Type information in Haddock’s hyperlinked source

hiedb is a great way to consume HIE files but it’s not the only way. Since GHC 8.8 and the Haddock version that ships with it (2.23.0), the hyperlinker has been re-engineered to use .hie files to generate hyperlinked source. This allows the generated hyperlinked source files to report types of expressions on hover.

To use this, you just need to build haddock documentation for your project with --hyperlinked-source enabled.

The Language Server Protocol is a language agnostic protocol for editors and tools to communicate. A LSP client, such as vscode, sends requests to a LSP server, such as haskell-ide-engine for information such as what to display on a hover or what references a certain symbol has.

LSIF files are a new extension to the protocol which provide a static snapshot of how a language server would respond to a request for a fixed piece of code. These allow editors and other clients to provide code intelligence for a project without having to run an LSP server. This can be used to answer queries like “go to definition”, “find references”, “hover”, etc. in editors as well as interfaces like GitHub’s PR code review.

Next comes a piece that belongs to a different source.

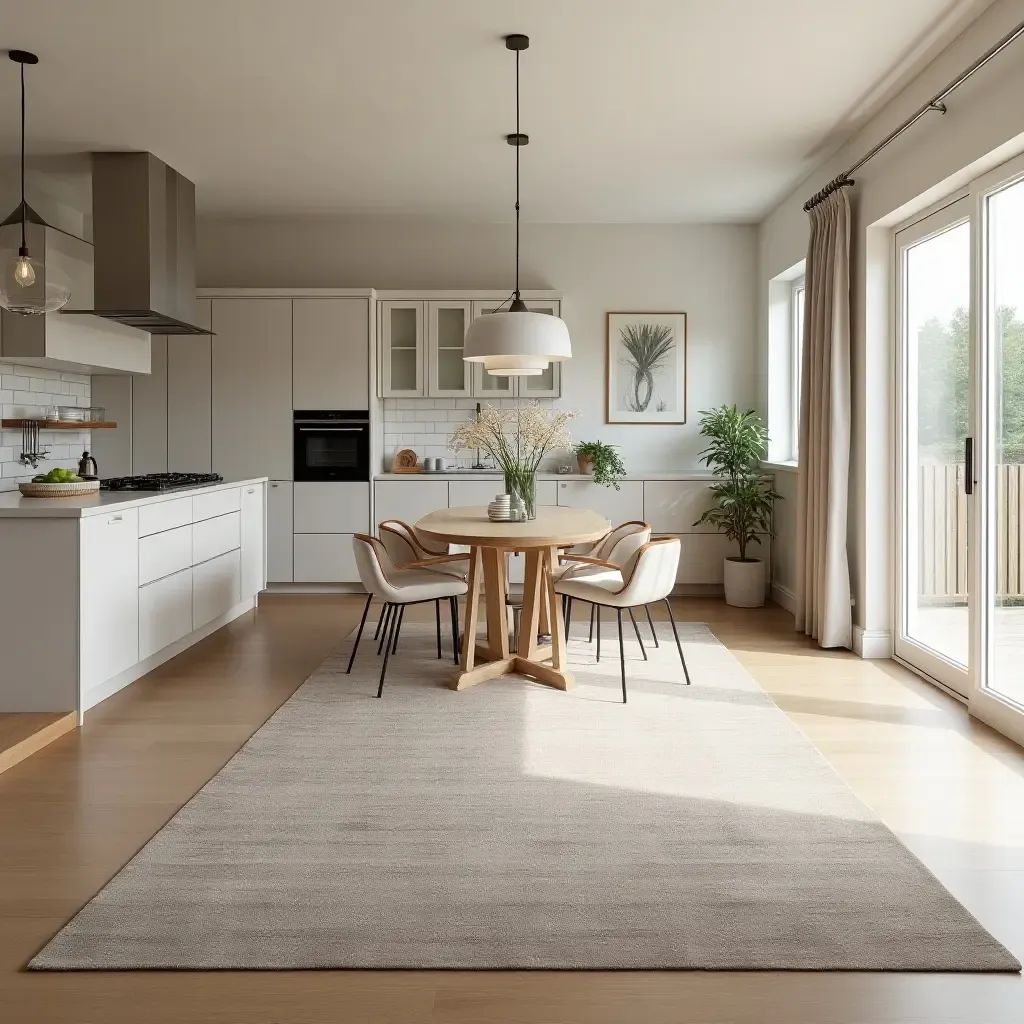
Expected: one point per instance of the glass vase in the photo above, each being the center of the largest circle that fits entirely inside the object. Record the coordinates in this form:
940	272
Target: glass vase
521	484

You can use the hie-lsif tool to generate an LSIF file for your project using .hie files.

LSIF files are planned to be integrated into GitHub pull requests soon. With the release of GHC 8.8, Haskell will be in a good position to take advantage of this feature.

Future developments

There’s a couple more applications of .hie files that we’re excited about which are in the works.

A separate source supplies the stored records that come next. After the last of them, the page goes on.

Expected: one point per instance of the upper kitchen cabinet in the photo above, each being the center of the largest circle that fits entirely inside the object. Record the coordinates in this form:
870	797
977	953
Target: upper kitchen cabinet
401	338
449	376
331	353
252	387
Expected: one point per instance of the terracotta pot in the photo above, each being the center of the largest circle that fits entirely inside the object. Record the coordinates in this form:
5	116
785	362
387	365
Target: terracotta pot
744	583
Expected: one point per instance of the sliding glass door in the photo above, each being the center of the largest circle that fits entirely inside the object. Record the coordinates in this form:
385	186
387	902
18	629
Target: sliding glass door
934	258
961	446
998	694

Fast, low memory usage and persistent code intelligence for language servers

.hie files are good way to power some of the code intelligence features of language servers like haskell-ide-engine. They are easy to use and require very few system resources to answer queries. They can be used on their own, or as a fallback when typechecked modules aren’t available.

Furthermore, if you load a file in haskell-ide-engine that doesn’t compile, it will not be able to give you any code intelligence for that file. .hie files offer a way to persist some of the data haskell-ide-engine requires to answer queries.

Integrating hiedb with haskell-ide-engine will also enable cross project go-to definition and symbol references, two long requested features.

I plan to work on this during the rest of the summer.

GHCi’s :set +c - now powered by .hie files

GHCi’s :set +c functionality also exposes features like type-at-point, references-at-point etc. This is being rewritten to use .hie files, which should make it faster and more reliable.

You can track progress on this here: https://gitlab.haskell.org/ghc/ghc/issues/16804

Conclusion

.hie files have already been put to good use and they haven’t event been released yet! They provide a convenient middle ground between querying GHCi for information and writing a full blown source plugin. There’s a lot of information, probably all you need, in a simple and easy to consume format.

We’re looking forward to seeing how people use .hie files and if you have any problems with them make sure to open tickets on the issue tracker.